S'il a donc une conscience élevée et une intégrité dure, il se prémunit de la tentation de correspondre aux attentes du vaste lecteur, et se plaît d'avance à déjouer le préjugé confortable : il se méfie de la tendance à vouloir complaire, à abonder les proverbes bienaimés, à poursuivre les fausses audaces mièvres qui attirent et font recette parmi les mœurs. Il sent que chaque sujet recèle son lot de facilités agréables, et avant de s'y consacrer peut-être en vain, il veut évaluer la probabilité d'être mécompris, non pour susciter l'adhésion des masses, mais parce que rien ne lui est plus pénible que de paraître s'accorder à des gens qui croient l'avoir entendu et qui le remercient en l'interprétant à tort.
L'œuvre d'un auteur intelligent, honnête et scrupuleux, en un monde de relations surtout médiocres, consiste notamment à s'abstenir d'écrire ce que la plupart vont aisément apprécier, et même ce qui leur semblera appréciable à première vue (car ils font très rarement l'effort d'un second regard). Non qu'il faille à tout prix importuner et dégoûter, mais la littérature, dans la pureté qui caractérise son but tel que je le préconise, n'est pas ce qu'on doit laisser à l'influence des sympathies prochaines, à la popularité, au commerce et aux adhésions faciles. L'artiste tient à ne pas dépendre des faveurs d'un client, aspire à ne pas se laisser gagner et corrompre par des modes vulgaires, garde l'esprit fixé au piège de se sentir flatté par des affluences, d'être complu avec fierté par des communautés, de se mettre à rédiger des textes pour accroître un lectorat conquis à des thèses falotes ou à des beautés pleutres, c'est pourquoi il redoute en premier lieu l'imitation et la copie qui, en devenant inconscientes, s'ancrent par degrés au caractère, altèrent en profondeur la personnalité, et font de la création un repère de conformités bienséantes, c'est-à-dire rien que la perpétuation de ce que l'homme moderne veut trouver pour se sentir suffisant et même bon, cette espèce de journalisme mi ironique mi doucereux qui, en France, tient à la fois de la rumeur et de la capucinade.
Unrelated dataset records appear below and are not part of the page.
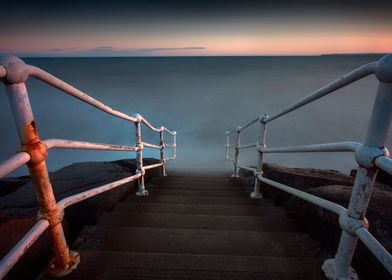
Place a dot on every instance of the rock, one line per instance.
(18, 206)
(322, 224)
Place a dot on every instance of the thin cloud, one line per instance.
(113, 51)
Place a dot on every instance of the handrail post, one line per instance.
(260, 143)
(162, 151)
(227, 145)
(64, 260)
(339, 267)
(237, 152)
(175, 144)
(139, 156)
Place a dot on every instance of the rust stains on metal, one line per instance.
(33, 146)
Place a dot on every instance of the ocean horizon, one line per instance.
(200, 97)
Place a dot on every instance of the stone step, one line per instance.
(194, 192)
(105, 265)
(198, 200)
(196, 241)
(204, 187)
(200, 209)
(273, 223)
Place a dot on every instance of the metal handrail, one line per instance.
(14, 72)
(369, 156)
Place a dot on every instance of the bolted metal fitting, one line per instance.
(138, 117)
(17, 71)
(59, 270)
(366, 156)
(384, 69)
(350, 225)
(262, 118)
(142, 172)
(38, 151)
(54, 216)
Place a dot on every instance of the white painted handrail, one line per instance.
(369, 156)
(14, 72)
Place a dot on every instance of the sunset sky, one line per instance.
(215, 27)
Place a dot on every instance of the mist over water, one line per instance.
(200, 98)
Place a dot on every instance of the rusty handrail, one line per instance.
(33, 151)
(369, 156)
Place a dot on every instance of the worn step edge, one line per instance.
(194, 192)
(198, 200)
(95, 263)
(197, 241)
(207, 209)
(276, 223)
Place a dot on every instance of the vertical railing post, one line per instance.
(139, 156)
(227, 145)
(237, 152)
(175, 144)
(261, 143)
(340, 266)
(64, 260)
(162, 151)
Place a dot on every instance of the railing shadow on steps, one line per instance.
(370, 156)
(33, 152)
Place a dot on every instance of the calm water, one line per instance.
(200, 98)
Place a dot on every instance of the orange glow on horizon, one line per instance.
(221, 44)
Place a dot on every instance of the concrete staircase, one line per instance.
(196, 227)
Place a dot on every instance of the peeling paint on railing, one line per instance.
(33, 152)
(369, 156)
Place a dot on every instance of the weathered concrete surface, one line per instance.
(336, 187)
(18, 207)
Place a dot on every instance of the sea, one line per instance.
(201, 98)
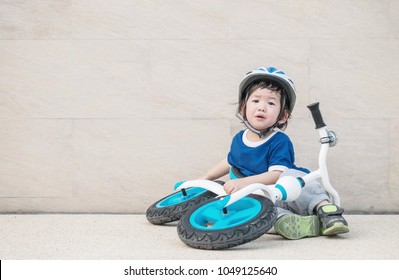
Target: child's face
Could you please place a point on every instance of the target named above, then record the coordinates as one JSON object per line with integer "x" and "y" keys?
{"x": 263, "y": 108}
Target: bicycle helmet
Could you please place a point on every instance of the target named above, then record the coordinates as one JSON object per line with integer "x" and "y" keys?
{"x": 271, "y": 74}
{"x": 275, "y": 76}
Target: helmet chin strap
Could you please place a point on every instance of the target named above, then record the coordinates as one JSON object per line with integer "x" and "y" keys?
{"x": 260, "y": 133}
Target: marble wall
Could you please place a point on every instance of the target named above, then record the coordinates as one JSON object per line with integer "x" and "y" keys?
{"x": 104, "y": 104}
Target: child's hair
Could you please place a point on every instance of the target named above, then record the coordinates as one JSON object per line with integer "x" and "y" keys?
{"x": 261, "y": 84}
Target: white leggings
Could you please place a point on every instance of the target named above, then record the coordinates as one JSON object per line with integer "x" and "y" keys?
{"x": 311, "y": 195}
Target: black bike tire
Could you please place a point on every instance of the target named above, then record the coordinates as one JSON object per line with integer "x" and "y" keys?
{"x": 161, "y": 215}
{"x": 227, "y": 238}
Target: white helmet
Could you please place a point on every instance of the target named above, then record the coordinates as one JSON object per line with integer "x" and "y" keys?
{"x": 270, "y": 74}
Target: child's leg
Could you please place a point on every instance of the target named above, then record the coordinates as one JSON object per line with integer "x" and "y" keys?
{"x": 313, "y": 199}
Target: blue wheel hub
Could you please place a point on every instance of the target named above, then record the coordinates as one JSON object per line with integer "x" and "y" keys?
{"x": 179, "y": 197}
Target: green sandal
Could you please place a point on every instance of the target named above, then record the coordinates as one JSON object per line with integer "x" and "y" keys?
{"x": 292, "y": 226}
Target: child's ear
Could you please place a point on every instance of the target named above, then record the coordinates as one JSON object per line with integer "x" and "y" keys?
{"x": 284, "y": 117}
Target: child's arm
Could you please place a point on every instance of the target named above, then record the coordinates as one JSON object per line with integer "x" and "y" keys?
{"x": 221, "y": 169}
{"x": 267, "y": 178}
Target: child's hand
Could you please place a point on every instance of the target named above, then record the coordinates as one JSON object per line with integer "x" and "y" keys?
{"x": 233, "y": 185}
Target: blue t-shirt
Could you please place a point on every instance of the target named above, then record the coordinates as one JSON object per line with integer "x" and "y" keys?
{"x": 252, "y": 158}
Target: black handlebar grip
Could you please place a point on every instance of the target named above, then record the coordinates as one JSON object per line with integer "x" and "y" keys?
{"x": 318, "y": 119}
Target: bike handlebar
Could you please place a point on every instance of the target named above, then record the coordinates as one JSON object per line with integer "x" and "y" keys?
{"x": 318, "y": 119}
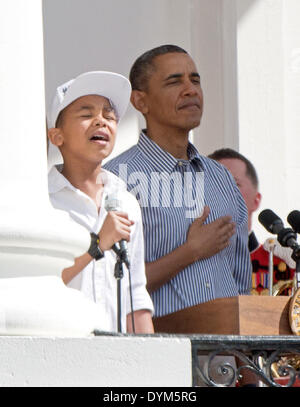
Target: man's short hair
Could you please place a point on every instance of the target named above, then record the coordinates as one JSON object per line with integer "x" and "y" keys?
{"x": 224, "y": 153}
{"x": 143, "y": 66}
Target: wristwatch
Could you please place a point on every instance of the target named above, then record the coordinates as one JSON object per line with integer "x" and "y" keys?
{"x": 94, "y": 249}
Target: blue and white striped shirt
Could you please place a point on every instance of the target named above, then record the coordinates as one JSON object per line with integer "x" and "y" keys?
{"x": 172, "y": 194}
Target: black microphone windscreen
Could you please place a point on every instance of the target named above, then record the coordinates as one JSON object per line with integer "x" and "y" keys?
{"x": 270, "y": 221}
{"x": 294, "y": 220}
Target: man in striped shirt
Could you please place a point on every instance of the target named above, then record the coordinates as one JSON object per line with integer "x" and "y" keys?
{"x": 194, "y": 217}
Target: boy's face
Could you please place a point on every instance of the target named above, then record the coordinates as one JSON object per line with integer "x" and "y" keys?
{"x": 87, "y": 129}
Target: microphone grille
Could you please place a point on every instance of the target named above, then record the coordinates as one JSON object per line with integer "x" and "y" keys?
{"x": 269, "y": 220}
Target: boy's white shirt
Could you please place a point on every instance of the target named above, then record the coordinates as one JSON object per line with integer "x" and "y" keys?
{"x": 97, "y": 279}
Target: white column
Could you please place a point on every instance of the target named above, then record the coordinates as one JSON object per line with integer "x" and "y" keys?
{"x": 36, "y": 241}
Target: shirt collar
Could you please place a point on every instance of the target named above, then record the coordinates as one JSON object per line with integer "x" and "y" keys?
{"x": 161, "y": 159}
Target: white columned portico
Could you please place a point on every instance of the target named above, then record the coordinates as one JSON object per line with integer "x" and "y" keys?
{"x": 36, "y": 241}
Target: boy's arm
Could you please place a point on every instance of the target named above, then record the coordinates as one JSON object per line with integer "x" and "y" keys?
{"x": 79, "y": 264}
{"x": 116, "y": 227}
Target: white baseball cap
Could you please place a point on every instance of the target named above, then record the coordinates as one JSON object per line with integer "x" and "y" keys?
{"x": 113, "y": 86}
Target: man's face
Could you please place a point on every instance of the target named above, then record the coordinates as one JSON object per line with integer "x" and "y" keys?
{"x": 173, "y": 98}
{"x": 249, "y": 192}
{"x": 88, "y": 129}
Mentalité dérisoire dans tous les sens du terme : gouaille superficiellement méchante, et tendresses épidermiquement bonnes. Territoire majoritaire des conventions morales par quoi il faut passer, et rester, pour avoir du succès, et s'attirer une audience vaste et durable. Lieu de la plupart des écrivains de toutes époques.
***
Mais ce qui devient troublant à cet auteur, en un problématique second-degré à cette vision de son devoir et à sa vigilance digne, c'est lorsque, augurant et sachant dès les prémices qu'il sera compris de travers et même à l'opposé, son texte s'inscrit dans un genre de tradition qui, par cette seule appartenance ostensible, par cette apparence connotée, plaira sans qu'il soit besoin de l'examiner.
Alors, il risque fort de susciter une audience à laquelle il répugne.
C'est aussi bien le cas par exemple pour la poésie où la plupart des Contemporains ne croient lire que des amabilités élégantes et infécondes, oubliant ce qu'ils n'y peuvent trouver et sont incapables de discerner, que pour l'oraison funèbre où, comme chez Bossuet, il est d'usage de déclamer un maximum de mensonges pour célébrer le mort qui paraît toujours, quelle que soit son identité réelle, comme un ange regretté, un symbole de bonté, si bien que toute nuance à cette représentation passe automatiquement inaperçue.